SAN SALVADOR (Reuters) – At least 300 people protested in El Salvador on Saturday against an anti-gang crackdown that allegedly put innocent people behind bars, hours before the Central American country hosts the Miss Universe pageant for the first time since 1975.
Some constitutional guarantees have been suspended since March 2022 under a controversial state of emergency advocated by President Nayib Bukele.
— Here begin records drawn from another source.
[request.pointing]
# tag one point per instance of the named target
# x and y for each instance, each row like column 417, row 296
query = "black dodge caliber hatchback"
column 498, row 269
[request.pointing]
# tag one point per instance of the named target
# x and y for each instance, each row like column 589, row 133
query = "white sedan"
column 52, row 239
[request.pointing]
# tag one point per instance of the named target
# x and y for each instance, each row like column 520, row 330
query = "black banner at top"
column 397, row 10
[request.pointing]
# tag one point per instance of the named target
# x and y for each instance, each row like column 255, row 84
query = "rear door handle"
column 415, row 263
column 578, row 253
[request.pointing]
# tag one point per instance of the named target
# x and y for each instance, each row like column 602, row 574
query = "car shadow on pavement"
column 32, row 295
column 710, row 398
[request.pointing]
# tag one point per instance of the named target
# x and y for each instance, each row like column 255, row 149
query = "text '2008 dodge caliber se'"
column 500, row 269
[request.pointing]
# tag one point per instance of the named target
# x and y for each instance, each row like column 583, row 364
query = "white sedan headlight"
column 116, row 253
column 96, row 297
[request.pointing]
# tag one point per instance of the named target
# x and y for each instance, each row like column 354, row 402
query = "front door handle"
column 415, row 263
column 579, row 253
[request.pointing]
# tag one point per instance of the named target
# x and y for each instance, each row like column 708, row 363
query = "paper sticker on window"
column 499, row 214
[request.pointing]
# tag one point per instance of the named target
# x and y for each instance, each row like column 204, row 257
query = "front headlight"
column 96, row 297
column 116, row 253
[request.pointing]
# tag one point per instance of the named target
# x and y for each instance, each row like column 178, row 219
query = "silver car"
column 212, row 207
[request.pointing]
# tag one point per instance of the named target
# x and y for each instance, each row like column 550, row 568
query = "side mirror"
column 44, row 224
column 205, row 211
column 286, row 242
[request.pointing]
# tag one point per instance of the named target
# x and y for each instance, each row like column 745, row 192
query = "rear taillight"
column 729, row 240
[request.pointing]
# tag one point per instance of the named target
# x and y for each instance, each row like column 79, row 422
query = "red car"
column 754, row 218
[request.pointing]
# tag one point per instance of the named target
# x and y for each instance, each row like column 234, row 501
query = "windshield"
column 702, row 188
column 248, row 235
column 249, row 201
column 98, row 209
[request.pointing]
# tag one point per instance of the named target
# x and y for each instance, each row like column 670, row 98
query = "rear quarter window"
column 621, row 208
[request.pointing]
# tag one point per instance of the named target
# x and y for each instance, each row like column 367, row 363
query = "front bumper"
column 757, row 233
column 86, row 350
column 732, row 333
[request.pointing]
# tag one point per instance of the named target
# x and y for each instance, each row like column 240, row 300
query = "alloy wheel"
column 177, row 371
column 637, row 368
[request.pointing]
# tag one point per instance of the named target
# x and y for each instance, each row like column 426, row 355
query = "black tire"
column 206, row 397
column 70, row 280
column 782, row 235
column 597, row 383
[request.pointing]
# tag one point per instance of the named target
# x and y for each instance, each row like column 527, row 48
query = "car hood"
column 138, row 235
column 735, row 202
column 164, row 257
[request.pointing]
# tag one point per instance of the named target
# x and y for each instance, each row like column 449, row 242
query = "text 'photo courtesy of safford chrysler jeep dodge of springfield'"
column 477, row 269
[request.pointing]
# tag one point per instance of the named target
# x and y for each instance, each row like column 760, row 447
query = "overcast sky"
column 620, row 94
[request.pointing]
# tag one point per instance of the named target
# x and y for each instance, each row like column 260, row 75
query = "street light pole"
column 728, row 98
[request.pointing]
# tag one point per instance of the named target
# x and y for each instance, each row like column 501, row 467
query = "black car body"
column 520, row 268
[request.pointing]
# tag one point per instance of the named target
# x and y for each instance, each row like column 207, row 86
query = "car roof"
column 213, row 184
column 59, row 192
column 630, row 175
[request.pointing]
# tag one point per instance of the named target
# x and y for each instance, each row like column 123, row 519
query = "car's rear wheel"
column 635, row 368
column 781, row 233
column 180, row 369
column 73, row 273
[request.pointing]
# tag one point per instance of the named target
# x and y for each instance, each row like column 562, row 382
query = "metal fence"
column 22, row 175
This move allowed state security forces to arrest more than 70,000 suspected gang members.
The approach has been popular with Salvadorans and has helped reduce crime and murder rates, attracting international events such as Miss Universe, which El Salvador has reportedly invested $60 million to host.
However, human rights groups have alleged that the crackdown has led to arbitrary arrests, torture and the deaths of detainees.
Protesters in the capital San Salvador marched Saturday from the city’s Constitutional Monument to a hotel where dozens of Miss Universe delegates are staying.
“We want Miss Universe to see that Salvadorans are suffering,” said 67-year-old Guadalupe Avila, whose 27-year-old son Carlos was arrested 19 months ago.
“This country is not what they were told it was,” Avila said, holding a sign with photos of her son, an artist, and documents showing a clean criminal record.
Some protesters wore sashes that read “Miss Political Prisoners,” “Miss Persecution” and “Miss Mass Trials,” alluding to group trials announced for thousands of people arrested in the crackdown.
Dozens of police and soldiers guarded the building and patrolled in armored vehicles as protesters demonstrated outside.